Variety makes life interesting. On a recent Saturday, I play basketball for two hours and spend six hours at the Metropolitan Opera at a performance of Wagner's "Die Meistersinger von Nürnberg."
Wagner wanted audiences to prepare themselves on the day of performance by studying the libretto. "Meistersinger" being one of my favorite operas, I feel no need to prepare.
What would Wagner's view on playing basketball before a performance be? We shall never know, since the game, invented by James Naismith in 1891, came after Wagner.
While at the gym, I give playing tips to a young player. Here, you might say, I take on the role of Hans Sachs, shoemaker and Meistersinger of Nürnberg, who coaches Walther von Stolzing to compete in the song contest.
A 6 p.m. curtain raises a critical question: When do you eat? Early.
At 4:30, I partake of grilled chicken with cranberry sauce at home. Then I take my bicycle down to the street for the ride across the park to the opera.
So many sights along the way. Steam issuing forth from a manhole cover. (Nibelung beneath the street preparing supper?) Hot-dog vendors loading their carts onto trucks. A statue of Daniel Webster. Strings of lights on trees at Tavern on the Green. I cross the finish line crossed by tens of thousands of marathon runners weeks ago. Posters in glass cases outside the Metropolitan Opera announce future performances of "Arabella," "La Traviata," and "Madama Butterfly."
I am in the Family Circle, the cheapest seats in the house, but the best for listening. Binoculars are a must.
The crystal chandeliers dim and slowly rise to the ceiling. Silence in the darkened opera house. Then applause for conductor James Levine and the Met Orchestra, followed by the glorious prelude to "Meistersinger."
During the Act I intermission, I munch on dried peaches and chocolate I carry in my jacket pocket. Sustenance is necessary for great understandings.
From the opera house's outdoor balcony, I see crowds arriving at Lincoln Center for 8 p.m. performances of the New York City Ballet and New York Philharmonic. Folks, we've been hard at work now for two hours.
Behind me sits a 7-year-old girl in a velvet dress. She has been very good about not complaining. Wagner is not the best introduction to opera for children. But her restlessness takes the form of kicking the back of my seat.
I'd be ashamed of myself to complain to her, or to her nice parents, so I move two rows back. I am now in the last row of the opera house.
The opera proceeds. The good burghers of Nürnberg fill the state: goldsmith, shoemaker, furrier, baker, tailor, grocer, stocking weaver, instead of the gods, giant, and dwarfs found in some Wagner operas.
The evening is long. As Cosima Wagner wrote of her husband in her diary, "R. does not care for brevity." A model of understatement.
Act III is the opera's high point. The exchanges among the principals culminate in a wonderful quintet leading to the final scene, set in a meadow outside Nürnberg's walls. There the townsfolk gather for the song contest.
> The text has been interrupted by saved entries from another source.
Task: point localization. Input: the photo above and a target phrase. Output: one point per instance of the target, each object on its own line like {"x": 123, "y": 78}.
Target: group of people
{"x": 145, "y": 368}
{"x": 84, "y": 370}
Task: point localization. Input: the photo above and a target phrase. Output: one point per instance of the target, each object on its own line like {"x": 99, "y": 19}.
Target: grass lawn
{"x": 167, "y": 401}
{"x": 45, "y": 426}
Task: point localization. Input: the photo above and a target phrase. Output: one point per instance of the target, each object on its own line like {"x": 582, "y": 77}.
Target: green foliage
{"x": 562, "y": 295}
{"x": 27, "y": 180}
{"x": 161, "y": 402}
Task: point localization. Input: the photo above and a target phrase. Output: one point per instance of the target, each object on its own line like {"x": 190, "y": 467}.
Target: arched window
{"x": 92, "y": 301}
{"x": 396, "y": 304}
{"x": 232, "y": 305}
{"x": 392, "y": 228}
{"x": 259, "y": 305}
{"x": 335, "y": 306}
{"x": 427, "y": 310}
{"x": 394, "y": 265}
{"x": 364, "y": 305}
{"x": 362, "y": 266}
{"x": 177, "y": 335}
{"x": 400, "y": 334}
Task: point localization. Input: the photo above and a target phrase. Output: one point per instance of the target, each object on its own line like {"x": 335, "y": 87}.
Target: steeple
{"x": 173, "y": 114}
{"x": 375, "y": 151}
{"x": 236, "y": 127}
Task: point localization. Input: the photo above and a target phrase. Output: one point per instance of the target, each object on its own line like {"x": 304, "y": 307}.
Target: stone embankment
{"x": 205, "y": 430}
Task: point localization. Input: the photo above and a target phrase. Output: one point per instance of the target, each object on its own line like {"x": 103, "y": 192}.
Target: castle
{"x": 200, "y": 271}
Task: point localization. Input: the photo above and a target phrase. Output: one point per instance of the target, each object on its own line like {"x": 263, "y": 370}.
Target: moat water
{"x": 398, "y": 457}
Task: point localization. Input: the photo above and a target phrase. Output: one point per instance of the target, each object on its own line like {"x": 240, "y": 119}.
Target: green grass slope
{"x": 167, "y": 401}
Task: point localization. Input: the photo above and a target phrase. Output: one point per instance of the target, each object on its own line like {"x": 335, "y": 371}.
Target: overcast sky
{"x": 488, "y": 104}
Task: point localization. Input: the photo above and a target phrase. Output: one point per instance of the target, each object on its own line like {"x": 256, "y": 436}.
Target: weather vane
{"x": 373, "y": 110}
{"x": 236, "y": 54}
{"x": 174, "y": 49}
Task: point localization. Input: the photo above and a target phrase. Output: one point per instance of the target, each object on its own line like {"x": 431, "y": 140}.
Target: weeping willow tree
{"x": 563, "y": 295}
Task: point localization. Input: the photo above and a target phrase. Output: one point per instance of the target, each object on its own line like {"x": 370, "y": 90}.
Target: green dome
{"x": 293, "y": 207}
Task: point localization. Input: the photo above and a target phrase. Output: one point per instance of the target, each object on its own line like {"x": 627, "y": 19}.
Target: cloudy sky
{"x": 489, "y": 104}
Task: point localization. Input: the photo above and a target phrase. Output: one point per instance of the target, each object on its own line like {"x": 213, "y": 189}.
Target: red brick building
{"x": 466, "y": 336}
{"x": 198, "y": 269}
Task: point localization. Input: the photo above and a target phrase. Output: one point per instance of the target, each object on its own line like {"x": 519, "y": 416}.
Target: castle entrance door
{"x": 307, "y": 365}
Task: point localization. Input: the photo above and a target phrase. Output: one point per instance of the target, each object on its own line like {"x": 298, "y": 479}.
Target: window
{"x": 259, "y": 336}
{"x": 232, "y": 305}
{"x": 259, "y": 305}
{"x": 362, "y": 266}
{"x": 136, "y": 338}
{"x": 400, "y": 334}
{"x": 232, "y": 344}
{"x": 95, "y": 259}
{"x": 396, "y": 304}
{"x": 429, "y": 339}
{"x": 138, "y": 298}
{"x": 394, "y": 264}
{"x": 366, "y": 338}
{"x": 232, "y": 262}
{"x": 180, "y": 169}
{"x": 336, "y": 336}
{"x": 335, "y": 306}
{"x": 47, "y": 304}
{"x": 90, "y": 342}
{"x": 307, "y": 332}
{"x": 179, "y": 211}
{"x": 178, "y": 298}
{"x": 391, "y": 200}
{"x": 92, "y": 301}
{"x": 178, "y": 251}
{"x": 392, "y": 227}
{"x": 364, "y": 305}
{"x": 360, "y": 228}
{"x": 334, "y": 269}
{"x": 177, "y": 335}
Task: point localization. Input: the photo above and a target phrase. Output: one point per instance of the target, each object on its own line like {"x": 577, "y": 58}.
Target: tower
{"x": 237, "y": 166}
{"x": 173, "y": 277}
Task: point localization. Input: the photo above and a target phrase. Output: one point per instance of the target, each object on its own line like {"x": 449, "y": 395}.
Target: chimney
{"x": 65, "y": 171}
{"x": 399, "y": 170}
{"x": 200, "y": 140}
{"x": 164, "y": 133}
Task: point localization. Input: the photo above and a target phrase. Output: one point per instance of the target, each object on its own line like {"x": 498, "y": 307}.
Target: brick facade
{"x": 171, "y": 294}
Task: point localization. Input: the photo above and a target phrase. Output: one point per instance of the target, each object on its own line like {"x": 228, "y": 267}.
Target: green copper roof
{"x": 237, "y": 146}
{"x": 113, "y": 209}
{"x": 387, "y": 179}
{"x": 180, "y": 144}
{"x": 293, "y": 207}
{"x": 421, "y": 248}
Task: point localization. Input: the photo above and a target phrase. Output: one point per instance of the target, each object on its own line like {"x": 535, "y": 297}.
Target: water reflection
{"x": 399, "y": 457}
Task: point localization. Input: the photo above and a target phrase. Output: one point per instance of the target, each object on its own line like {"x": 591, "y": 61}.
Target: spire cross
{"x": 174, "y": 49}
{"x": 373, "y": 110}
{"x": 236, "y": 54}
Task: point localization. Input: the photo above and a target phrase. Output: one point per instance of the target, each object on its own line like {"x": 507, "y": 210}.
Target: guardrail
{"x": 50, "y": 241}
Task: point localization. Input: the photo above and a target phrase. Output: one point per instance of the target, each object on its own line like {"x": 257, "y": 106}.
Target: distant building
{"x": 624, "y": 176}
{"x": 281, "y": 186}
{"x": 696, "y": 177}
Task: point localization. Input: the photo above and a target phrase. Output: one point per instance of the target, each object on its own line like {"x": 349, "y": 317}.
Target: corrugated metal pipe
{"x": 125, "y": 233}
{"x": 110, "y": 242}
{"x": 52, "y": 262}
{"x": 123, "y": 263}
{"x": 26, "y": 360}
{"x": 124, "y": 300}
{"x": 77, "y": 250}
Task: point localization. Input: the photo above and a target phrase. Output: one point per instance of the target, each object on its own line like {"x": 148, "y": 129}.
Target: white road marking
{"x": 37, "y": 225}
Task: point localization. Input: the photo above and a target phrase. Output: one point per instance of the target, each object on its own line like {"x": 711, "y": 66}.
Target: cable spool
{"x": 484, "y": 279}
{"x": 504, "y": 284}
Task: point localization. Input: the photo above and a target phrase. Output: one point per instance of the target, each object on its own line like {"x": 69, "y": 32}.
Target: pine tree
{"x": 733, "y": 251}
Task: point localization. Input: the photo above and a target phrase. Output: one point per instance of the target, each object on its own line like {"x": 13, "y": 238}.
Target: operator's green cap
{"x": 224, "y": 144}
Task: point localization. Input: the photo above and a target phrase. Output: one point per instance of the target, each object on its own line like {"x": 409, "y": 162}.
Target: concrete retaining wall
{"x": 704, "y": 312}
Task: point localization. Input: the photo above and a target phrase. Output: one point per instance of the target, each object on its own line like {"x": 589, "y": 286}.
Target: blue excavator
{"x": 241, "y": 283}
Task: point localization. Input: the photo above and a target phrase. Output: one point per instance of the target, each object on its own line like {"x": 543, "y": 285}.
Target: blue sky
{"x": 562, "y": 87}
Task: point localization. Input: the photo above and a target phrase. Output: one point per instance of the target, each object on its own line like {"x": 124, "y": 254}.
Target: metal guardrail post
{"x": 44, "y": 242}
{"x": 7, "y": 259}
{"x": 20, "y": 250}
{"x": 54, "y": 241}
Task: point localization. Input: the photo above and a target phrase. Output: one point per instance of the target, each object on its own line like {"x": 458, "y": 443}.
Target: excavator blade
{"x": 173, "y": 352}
I enjoy every minute. Just before midnight, the performance ends. A standing ovation. I feel I have ascended a mountain: weary, but proud of the effort and refreshed in spirit.
I leave the opera house and walk to my bicycle. I enter the park. Except for two horse-drawn carriages on the road, the park is empty.
I am hungry as a wolfhound. Exiting the park at 72nd Street and Fifth Avenue, I head off for a 24-hour diner on Lexington Avenue. Here I order a hamburger and vanilla milkshake.
I am in bed by 1 a.m. after a full day of high art and basketball.